Il avait été assez difficile pour certains survivants de l’orphelinat de parler à Widman des abus qu’ils avaient subis. La plupart d’entre eux ont trouvé atroce de s’asseoir devant un groupe d’avocats de la partie adverse et de raconter leur histoire encore et encore, alors qu’elle était soumise à un examen hostile.

Dale Greene avait 39 ans lorsqu’il a fait sa déposition en 1997. Beau et intelligent, il avait été un athlète doué et un excellent enfant de chœur à St. Joseph’s au début des années 1970. Mais maintenant, il se remet d’une attaque, que son médecin attribue au stress. Il avait besoin d’une canne pour marcher.

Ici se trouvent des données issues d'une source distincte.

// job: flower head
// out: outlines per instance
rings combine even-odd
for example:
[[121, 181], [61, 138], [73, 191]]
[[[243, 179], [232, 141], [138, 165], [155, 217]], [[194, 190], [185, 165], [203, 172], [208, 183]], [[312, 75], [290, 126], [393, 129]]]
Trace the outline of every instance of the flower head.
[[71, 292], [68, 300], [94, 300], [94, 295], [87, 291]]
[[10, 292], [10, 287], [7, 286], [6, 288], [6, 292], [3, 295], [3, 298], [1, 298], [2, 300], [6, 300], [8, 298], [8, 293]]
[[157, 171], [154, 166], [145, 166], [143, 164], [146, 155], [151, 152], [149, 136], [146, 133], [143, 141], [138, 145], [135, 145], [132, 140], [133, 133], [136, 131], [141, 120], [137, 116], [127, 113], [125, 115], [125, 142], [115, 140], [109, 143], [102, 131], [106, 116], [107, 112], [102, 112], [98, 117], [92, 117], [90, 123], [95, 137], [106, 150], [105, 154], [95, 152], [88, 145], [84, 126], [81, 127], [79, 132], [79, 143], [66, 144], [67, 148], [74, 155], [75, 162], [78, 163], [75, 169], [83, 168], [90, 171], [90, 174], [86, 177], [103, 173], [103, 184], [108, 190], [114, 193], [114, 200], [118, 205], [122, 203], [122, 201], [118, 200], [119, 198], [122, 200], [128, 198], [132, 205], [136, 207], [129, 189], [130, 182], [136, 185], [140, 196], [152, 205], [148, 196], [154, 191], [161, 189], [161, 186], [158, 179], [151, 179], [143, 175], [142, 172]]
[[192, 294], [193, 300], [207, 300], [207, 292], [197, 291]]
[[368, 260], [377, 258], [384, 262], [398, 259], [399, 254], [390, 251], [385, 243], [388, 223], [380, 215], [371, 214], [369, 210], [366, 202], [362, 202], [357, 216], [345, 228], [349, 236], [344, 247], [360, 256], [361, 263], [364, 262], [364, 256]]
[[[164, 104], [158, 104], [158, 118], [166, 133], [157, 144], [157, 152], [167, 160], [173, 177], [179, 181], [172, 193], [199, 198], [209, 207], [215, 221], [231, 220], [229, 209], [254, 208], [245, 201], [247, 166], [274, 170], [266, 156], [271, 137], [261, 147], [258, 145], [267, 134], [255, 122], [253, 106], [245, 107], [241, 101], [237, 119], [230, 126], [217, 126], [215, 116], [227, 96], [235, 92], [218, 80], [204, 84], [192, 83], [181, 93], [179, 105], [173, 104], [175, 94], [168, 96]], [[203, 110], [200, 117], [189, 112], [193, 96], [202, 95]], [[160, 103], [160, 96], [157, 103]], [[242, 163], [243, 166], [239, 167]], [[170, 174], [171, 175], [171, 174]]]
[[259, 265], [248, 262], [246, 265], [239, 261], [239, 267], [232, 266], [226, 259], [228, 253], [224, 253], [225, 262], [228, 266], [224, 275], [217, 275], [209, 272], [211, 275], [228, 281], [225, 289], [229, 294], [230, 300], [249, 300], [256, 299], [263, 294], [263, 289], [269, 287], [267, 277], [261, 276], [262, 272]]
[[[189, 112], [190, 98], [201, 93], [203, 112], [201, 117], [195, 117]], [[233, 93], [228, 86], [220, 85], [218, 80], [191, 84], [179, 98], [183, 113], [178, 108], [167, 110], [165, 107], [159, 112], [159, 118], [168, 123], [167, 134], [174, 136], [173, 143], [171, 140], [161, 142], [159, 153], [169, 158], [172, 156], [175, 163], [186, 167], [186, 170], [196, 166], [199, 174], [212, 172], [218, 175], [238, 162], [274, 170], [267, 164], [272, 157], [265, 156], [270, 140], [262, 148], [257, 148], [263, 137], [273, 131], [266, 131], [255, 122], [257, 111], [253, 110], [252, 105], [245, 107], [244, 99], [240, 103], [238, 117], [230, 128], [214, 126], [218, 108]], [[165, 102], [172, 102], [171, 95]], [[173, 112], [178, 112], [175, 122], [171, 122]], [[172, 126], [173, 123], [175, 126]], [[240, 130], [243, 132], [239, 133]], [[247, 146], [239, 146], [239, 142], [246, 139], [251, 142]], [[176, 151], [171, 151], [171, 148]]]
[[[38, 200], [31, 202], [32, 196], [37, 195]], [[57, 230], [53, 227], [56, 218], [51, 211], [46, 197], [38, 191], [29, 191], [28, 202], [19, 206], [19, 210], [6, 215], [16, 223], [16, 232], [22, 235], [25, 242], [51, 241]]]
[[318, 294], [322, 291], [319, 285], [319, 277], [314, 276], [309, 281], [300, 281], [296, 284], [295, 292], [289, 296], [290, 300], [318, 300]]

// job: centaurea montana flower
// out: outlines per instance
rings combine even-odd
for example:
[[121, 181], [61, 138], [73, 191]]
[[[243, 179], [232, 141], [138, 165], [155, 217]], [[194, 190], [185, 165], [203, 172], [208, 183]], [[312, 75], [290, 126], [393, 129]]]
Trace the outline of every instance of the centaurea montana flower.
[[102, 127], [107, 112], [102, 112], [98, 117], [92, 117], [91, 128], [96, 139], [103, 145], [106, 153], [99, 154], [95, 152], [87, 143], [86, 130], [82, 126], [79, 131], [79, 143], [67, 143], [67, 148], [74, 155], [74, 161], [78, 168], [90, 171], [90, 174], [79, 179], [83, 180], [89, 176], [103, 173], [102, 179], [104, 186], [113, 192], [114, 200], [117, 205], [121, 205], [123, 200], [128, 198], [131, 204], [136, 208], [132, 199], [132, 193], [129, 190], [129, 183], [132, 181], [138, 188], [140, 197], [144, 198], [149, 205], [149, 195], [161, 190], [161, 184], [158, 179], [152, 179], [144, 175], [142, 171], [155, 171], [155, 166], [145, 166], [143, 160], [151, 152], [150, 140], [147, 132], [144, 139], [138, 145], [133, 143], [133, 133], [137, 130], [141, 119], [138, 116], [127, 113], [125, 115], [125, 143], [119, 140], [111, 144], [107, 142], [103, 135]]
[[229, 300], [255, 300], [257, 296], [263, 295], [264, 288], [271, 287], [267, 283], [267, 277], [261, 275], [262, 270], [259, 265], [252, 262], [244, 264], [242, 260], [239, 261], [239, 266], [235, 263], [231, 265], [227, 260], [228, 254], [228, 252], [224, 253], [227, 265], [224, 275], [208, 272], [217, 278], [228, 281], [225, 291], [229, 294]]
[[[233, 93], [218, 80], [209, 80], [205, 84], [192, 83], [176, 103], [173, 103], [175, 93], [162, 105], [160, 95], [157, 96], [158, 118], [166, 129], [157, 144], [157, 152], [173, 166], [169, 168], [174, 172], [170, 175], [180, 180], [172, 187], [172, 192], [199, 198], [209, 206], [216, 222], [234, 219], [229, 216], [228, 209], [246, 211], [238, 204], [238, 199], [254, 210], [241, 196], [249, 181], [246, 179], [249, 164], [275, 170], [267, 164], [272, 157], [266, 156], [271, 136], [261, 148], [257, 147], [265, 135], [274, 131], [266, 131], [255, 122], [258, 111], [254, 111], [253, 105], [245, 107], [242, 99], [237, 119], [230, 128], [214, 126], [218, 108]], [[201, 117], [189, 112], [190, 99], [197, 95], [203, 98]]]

Greene a dit aux avocats qu’un conseiller l’avait agressé dans son lit, dans le dortoir des garçons de St. Joseph, probablement 10 ou 20 fois. Sur quelle période de temps ? lui a-t-on demandé. Greene a eu du mal à répondre.

 – Cela vous arrivait-il une fois par semaine ? lui a-t-on demandé.

– Pour moi, a répondu Greene, je dirais que c’était plus d’une fois par semaine.

– C’était deux fois par semaine ?

– Je ne suis pas sûr.

– Mais vous pensez que c’était plus d’une fois par semaine ?

– Oui, dit Greene.

– Au moins une fois par semaine, il venait vous voir et voulait faire ça ?

– Oui, a répondu Greene.

La défense a fait une pause, s’est attardée sur un autre détail, puis est revenue au comptage.

 – Donc vous pensez qu’il est venu une fois par semaine et a tenté quelque chose avec vous. Cela a pu vous arriver 10 ou 20 fois ; est-ce exact ? C’est votre meilleur souvenir aujourd’hui ?

– Ouais, il est venu au moins une fois par semaine, probablement plus, a déclaré Greene.

– Donc s’il l’a fait 10 ou 20 fois, cela aurait duré 10 ou 20 semaines, c’est bien ça ?.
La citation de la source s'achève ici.